Pukul dua belas siang, suasana di kantor terasa tegang. Rinai duduk di mejanya, berusaha fokus pada tumpukan berkas, sementara di lantai atas rapat Direksi berlangsung. Ia yakin urusan katering akan berjalan lancar berkat inisiatif Dina.
Tiba-tiba, pintu ruangan terbuka dengan keras. Kepala Divisi HR, Bapak Wira, muncul dengan wajah merah padam dan tatapan menyala.
“Rinai! Ikut saya sekarang!” suaranya menggelegar.

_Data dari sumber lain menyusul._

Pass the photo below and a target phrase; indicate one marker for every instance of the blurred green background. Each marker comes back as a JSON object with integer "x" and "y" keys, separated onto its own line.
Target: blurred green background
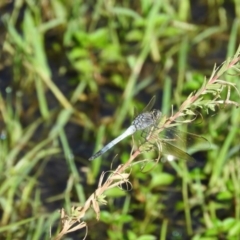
{"x": 71, "y": 74}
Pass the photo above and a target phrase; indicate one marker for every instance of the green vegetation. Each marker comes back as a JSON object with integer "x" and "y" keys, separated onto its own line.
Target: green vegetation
{"x": 71, "y": 75}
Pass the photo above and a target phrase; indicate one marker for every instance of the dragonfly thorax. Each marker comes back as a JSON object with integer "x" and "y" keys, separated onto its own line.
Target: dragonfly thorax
{"x": 146, "y": 119}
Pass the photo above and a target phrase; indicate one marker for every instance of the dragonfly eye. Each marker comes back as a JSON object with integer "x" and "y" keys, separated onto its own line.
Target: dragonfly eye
{"x": 156, "y": 114}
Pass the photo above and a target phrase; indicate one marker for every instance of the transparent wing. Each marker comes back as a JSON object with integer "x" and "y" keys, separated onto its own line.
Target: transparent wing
{"x": 150, "y": 104}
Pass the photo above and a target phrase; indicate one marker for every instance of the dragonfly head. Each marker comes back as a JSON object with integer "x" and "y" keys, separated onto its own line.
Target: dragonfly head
{"x": 156, "y": 114}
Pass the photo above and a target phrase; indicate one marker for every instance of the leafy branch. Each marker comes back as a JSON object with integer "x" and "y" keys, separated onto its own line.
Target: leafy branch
{"x": 213, "y": 88}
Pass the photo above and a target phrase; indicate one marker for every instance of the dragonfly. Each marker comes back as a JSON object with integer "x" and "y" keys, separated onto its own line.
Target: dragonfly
{"x": 143, "y": 121}
{"x": 170, "y": 142}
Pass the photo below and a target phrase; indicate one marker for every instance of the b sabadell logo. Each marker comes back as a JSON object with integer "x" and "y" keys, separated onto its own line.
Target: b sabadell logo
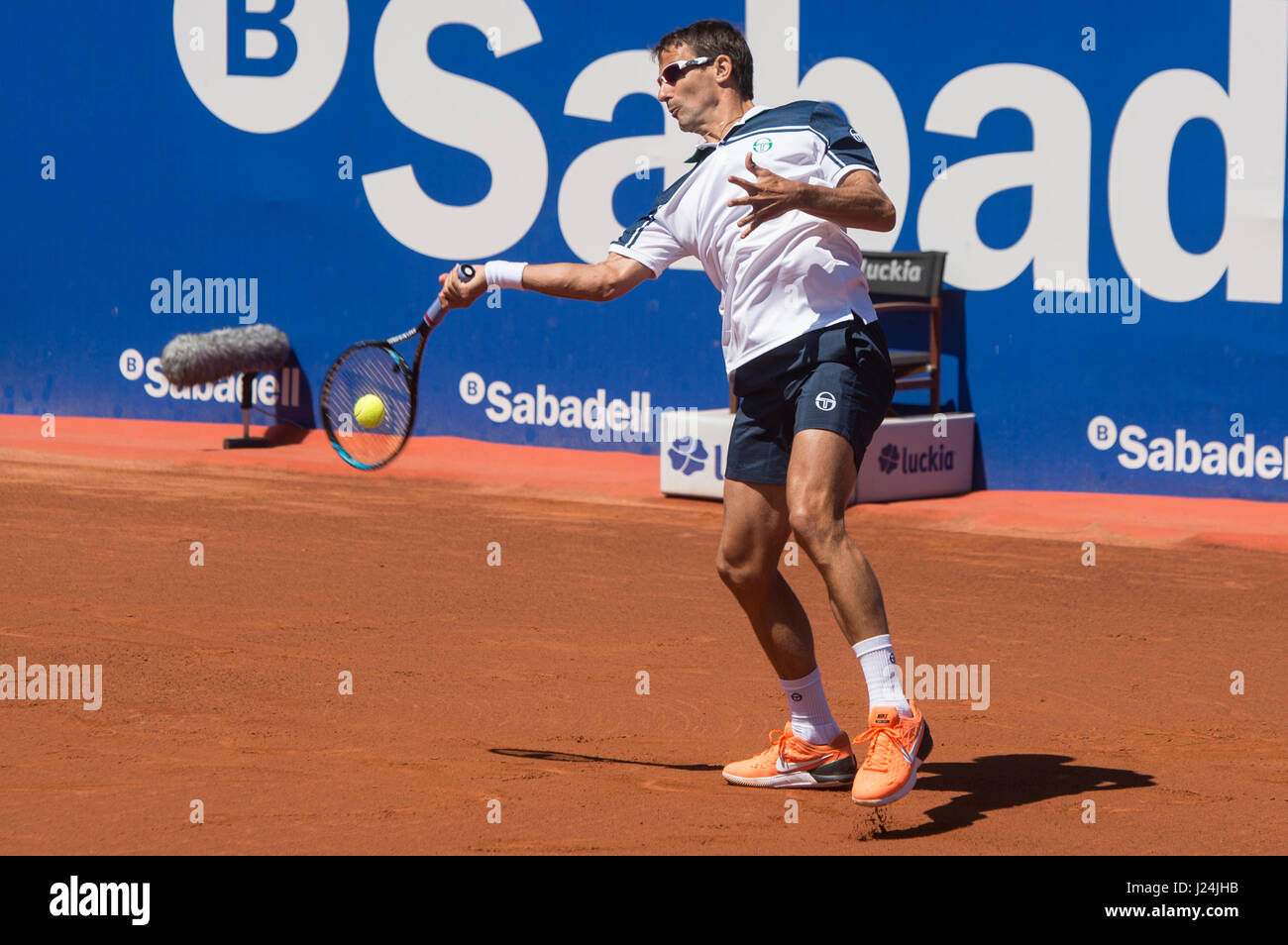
{"x": 688, "y": 455}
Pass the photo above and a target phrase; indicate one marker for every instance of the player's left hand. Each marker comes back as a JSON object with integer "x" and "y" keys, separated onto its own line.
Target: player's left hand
{"x": 768, "y": 196}
{"x": 458, "y": 293}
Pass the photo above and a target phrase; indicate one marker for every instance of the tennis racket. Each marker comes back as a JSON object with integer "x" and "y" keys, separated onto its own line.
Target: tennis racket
{"x": 376, "y": 368}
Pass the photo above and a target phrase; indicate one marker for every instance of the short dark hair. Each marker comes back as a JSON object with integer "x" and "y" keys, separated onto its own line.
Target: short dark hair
{"x": 713, "y": 38}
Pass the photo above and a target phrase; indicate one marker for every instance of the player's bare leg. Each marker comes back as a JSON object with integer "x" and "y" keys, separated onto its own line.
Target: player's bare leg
{"x": 819, "y": 480}
{"x": 811, "y": 751}
{"x": 755, "y": 531}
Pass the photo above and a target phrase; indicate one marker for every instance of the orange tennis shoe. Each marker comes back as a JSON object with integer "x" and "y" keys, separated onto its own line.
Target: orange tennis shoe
{"x": 898, "y": 747}
{"x": 794, "y": 763}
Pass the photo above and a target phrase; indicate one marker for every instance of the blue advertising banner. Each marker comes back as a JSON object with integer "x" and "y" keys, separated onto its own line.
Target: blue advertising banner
{"x": 1107, "y": 179}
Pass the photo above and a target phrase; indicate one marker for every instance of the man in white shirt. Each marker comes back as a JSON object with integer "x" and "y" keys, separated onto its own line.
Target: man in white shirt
{"x": 765, "y": 210}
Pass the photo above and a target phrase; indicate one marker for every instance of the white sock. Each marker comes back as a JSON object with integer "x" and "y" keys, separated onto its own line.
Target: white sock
{"x": 811, "y": 718}
{"x": 876, "y": 657}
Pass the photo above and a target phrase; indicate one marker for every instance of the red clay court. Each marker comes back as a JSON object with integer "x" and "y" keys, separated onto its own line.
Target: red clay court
{"x": 516, "y": 682}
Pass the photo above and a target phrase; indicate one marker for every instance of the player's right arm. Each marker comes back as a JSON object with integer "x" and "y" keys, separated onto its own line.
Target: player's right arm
{"x": 604, "y": 280}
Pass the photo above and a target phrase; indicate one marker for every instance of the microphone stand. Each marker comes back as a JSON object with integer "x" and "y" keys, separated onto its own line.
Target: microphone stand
{"x": 246, "y": 441}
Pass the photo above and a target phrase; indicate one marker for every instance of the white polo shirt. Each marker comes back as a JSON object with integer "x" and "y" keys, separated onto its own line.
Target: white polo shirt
{"x": 794, "y": 273}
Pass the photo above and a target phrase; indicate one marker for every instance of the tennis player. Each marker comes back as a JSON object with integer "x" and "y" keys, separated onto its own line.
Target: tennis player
{"x": 765, "y": 209}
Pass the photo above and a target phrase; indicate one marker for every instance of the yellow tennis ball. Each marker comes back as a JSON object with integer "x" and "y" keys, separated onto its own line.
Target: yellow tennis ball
{"x": 369, "y": 411}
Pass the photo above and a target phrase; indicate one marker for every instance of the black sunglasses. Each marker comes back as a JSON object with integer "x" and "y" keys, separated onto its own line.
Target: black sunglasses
{"x": 673, "y": 72}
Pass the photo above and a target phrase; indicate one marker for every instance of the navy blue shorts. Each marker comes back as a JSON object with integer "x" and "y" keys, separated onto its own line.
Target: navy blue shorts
{"x": 833, "y": 378}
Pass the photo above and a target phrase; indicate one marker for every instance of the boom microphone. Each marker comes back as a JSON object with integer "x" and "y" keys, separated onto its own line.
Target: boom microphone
{"x": 213, "y": 356}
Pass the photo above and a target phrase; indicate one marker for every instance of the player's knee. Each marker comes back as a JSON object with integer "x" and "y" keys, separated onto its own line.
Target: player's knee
{"x": 815, "y": 528}
{"x": 737, "y": 572}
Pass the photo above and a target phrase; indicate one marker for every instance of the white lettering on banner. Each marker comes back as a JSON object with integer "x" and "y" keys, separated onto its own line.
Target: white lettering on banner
{"x": 606, "y": 420}
{"x": 587, "y": 193}
{"x": 1056, "y": 170}
{"x": 1250, "y": 119}
{"x": 266, "y": 391}
{"x": 288, "y": 85}
{"x": 291, "y": 65}
{"x": 463, "y": 114}
{"x": 1179, "y": 454}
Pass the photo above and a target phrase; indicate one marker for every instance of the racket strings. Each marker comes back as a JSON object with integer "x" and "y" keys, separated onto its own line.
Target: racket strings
{"x": 369, "y": 369}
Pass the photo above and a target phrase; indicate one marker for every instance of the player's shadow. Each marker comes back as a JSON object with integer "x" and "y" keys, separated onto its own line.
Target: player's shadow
{"x": 584, "y": 759}
{"x": 997, "y": 782}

Rinai tersentak. Ia mengikuti Bapak Wira ke ruangannya, melewati tatapan penuh minat dan senyum tipis dari Dina dan Anya.
“Apa yang kamu masukkan ke dalam list request katering untuk Direksi?!” bentak Bapak Wira begitu pintu tertutup.
Rinai terkejut. “Saya… memasukkan list sesuai permintaan, Pak. Semua alergen, timun, udang, kacang, sudah saya coret.”
“Sesuai apanya? Direktur Marketing, Bapak Kusuma, tadi alami alergi sesudah makan mini burger, di dalamnya ada timun! Untung hanya gatal-gatal, tidak sampai anafilaksis. Ini mencoreng reputasi Divisi HR di hadapan Direksi!”
Rinai tercekat. Timun adalah alergen terberat Pak Kusuma, dan Rinai selalu memastikan timun adalah blacklist teratas. “Saya nggak salah catat kok, Pak. List itu kan Dina yang kirim pagi ini?”
Bapak Wira beralih menatap Dina, yang tiba-tiba berdiri di ambang pintu, tampak khawatir.
“Dina, apa kamu sudah kirim list yang benar ke pihak katering?” tanya pria paruh baya itu.
Dina memasang wajah polos, seakan tak mengerti apa yang terjadi. “Pak, saya mana berani ambil alih tugas official Rinai? Buat apa? Itu kan biasanya tugas dia.”
Bapak Wira kembali menatap Rinai dengan tatapan menghakimi. “Rinai, jangan cari alasan! Kamu teledor. Kami percayakan urusan penting ini, dan kamu gagal. Saya nggak peduli kamu sibuk atau lupa. Kamu sebagai Admin Support seharusnya bertanggung jawab penuh!”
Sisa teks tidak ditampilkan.